Hydro Power Generation in Pakistan

The electricity crisis afflicting the country is here to stay for a while. It may indeed worse in the coming summer. Oil has hit over $103. Coal discovered in Thar region is still being studied as an latrnative. In today's Dawn Dr. Asif argues for more hydro power. We will look at two articles here. The first one argues for more hydro power.

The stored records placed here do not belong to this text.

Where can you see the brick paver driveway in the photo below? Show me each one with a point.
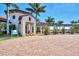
(41, 45)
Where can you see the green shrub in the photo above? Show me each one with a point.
(55, 29)
(46, 30)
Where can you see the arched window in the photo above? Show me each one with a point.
(29, 19)
(13, 16)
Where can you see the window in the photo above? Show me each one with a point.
(13, 16)
(29, 19)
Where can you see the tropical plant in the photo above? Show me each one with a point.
(50, 20)
(8, 5)
(36, 8)
(38, 29)
(46, 30)
(55, 29)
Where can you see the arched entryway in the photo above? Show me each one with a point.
(29, 28)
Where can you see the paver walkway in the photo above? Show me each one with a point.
(41, 45)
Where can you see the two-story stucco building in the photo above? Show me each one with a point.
(24, 21)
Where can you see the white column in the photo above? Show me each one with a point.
(23, 28)
(34, 28)
(8, 22)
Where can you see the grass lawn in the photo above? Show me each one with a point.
(56, 45)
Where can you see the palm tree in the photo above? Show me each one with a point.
(36, 8)
(60, 22)
(74, 22)
(8, 5)
(50, 20)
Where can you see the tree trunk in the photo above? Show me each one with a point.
(7, 20)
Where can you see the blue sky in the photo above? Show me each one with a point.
(60, 11)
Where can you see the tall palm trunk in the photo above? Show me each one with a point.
(7, 20)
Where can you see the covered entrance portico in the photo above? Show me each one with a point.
(27, 26)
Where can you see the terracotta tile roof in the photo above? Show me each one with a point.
(3, 19)
(17, 11)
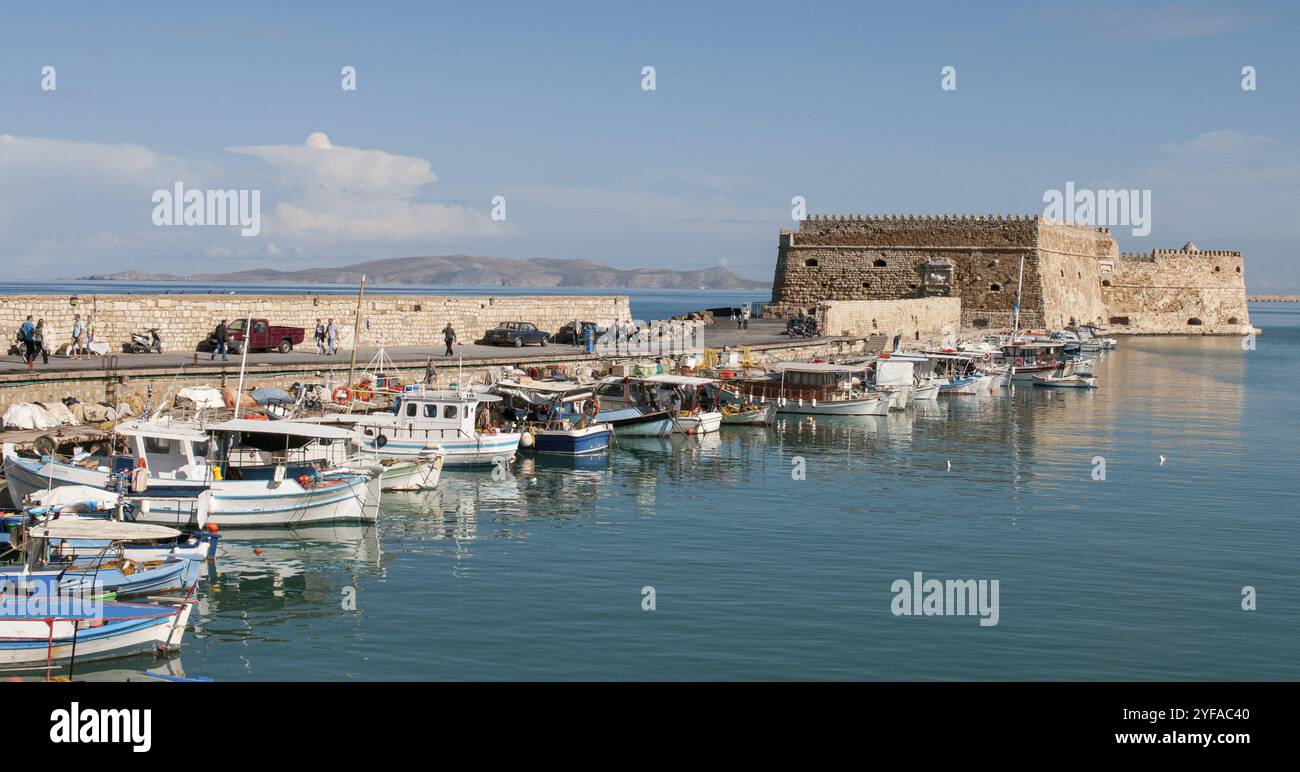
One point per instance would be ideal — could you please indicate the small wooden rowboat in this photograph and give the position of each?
(1066, 382)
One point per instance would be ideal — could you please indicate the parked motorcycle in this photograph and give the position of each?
(146, 342)
(802, 326)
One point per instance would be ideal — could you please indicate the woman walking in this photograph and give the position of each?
(38, 338)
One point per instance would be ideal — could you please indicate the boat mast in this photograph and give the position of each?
(1015, 325)
(356, 330)
(243, 361)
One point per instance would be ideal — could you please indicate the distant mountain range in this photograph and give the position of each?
(463, 270)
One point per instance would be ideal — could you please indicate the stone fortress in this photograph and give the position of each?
(921, 274)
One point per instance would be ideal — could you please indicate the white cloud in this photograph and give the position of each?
(333, 193)
(87, 207)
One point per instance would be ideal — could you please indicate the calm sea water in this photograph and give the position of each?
(646, 304)
(761, 576)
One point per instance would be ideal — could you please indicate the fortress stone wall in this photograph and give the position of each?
(978, 257)
(921, 319)
(1178, 291)
(394, 320)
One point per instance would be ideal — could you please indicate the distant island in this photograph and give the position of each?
(464, 270)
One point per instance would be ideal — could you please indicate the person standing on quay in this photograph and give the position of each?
(222, 345)
(26, 333)
(78, 343)
(38, 338)
(449, 337)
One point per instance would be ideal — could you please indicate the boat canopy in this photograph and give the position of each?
(69, 528)
(282, 428)
(679, 380)
(72, 494)
(817, 367)
(159, 430)
(545, 390)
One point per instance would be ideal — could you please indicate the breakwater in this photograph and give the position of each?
(183, 321)
(155, 385)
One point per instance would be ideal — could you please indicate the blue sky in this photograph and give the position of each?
(542, 104)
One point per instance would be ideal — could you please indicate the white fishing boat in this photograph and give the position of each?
(694, 399)
(819, 389)
(1065, 381)
(558, 416)
(92, 630)
(167, 463)
(748, 413)
(463, 425)
(627, 404)
(395, 472)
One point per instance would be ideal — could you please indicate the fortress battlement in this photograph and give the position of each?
(1070, 270)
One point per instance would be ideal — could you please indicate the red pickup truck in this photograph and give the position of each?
(264, 337)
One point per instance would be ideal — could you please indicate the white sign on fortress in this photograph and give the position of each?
(1070, 272)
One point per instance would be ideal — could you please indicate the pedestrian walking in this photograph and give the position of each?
(222, 343)
(77, 346)
(25, 333)
(38, 338)
(449, 337)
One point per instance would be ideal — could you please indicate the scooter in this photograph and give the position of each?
(146, 342)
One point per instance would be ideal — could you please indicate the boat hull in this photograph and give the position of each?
(234, 502)
(759, 417)
(573, 442)
(698, 424)
(629, 421)
(875, 406)
(33, 642)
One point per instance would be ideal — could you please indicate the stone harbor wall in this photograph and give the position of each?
(1178, 291)
(917, 320)
(394, 320)
(1067, 273)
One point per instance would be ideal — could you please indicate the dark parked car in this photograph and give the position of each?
(264, 337)
(566, 333)
(516, 334)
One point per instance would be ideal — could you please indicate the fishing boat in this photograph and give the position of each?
(819, 389)
(694, 402)
(463, 424)
(165, 464)
(42, 637)
(352, 454)
(627, 404)
(895, 373)
(89, 503)
(558, 416)
(748, 413)
(1065, 381)
(1035, 358)
(108, 571)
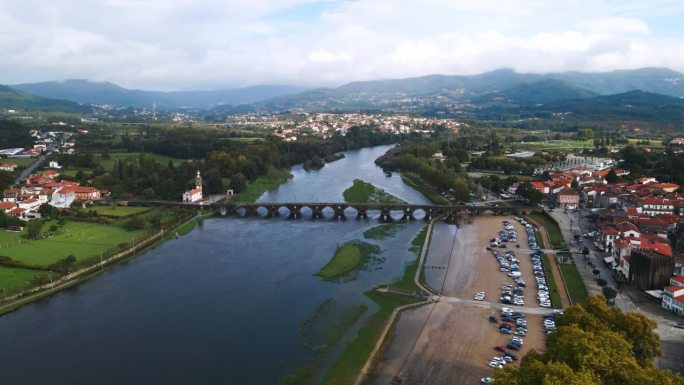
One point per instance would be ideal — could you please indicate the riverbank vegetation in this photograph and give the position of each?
(328, 324)
(364, 192)
(262, 184)
(571, 276)
(428, 191)
(384, 231)
(354, 356)
(349, 259)
(417, 158)
(63, 242)
(594, 345)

In Price of neglecting hydropower Dr M. Asif says:

In Pakistan, the developments on the hydropower front are quite disappointing. Largely neglecting hydropower, the country has actually invited trouble in the form of the ongoing energy crisis. There are only five notable hydropower projects in operation: Tarbela, Mangla, Warsak, Chashma and Ghazi Barotha respectively having a capacity of 3478MW, 1000MW, 240MW, 187MW and 1450MW. Even of these, the capacities of the existing three reservoirs based hydropower facilities: Tarbela, Mangla and Chashma are declining due to sedimentation — the live storage capacity of the three reservoirs has been reportedly reduced by about 20 per cent. The growth in hydropower is utterly disproportionate in comparison to that of the energy demand in the country. Over the last two decades, the only meaningful hydropower activity has been the construction of 1450MW Ghazi Barotha project.

In this article
Pakistan's Economic Monster - The Tarbela Dam, C N Anand warns:

The Tarbela dam construction was completed in 1974 and while test filling the site, sink holes in the alluvium bed were noticed. This led to costly remedial measures and delay in filling up by two years. Since then, every year, 200 million tons of silt was being deposited in the reservoir. Predictably a silt delta formed and crept towards the dam. It was envisaged that the silt delta would be 48 Kilometers from the dam by 1983, but it actually loomed to within 19 Kilometers. By 1991 the delta crest was just 14 Kilometers from the dam and creeping towards the dam at the rate of one kilometer a year. In 1997 M/s Tippetts-Abbett-McCarthy-Stretton International Corporation (TAMS) recommended that if remedial measures were not taken for the management of sediments, the delta would cross the danger limit line by as early as 2006.
What is the truth regarding silting? Is silting out of control as Anand argues or is it manageable? This is the crux not only for Tarbela but other mega projects such as Kalabagh. Any experts here?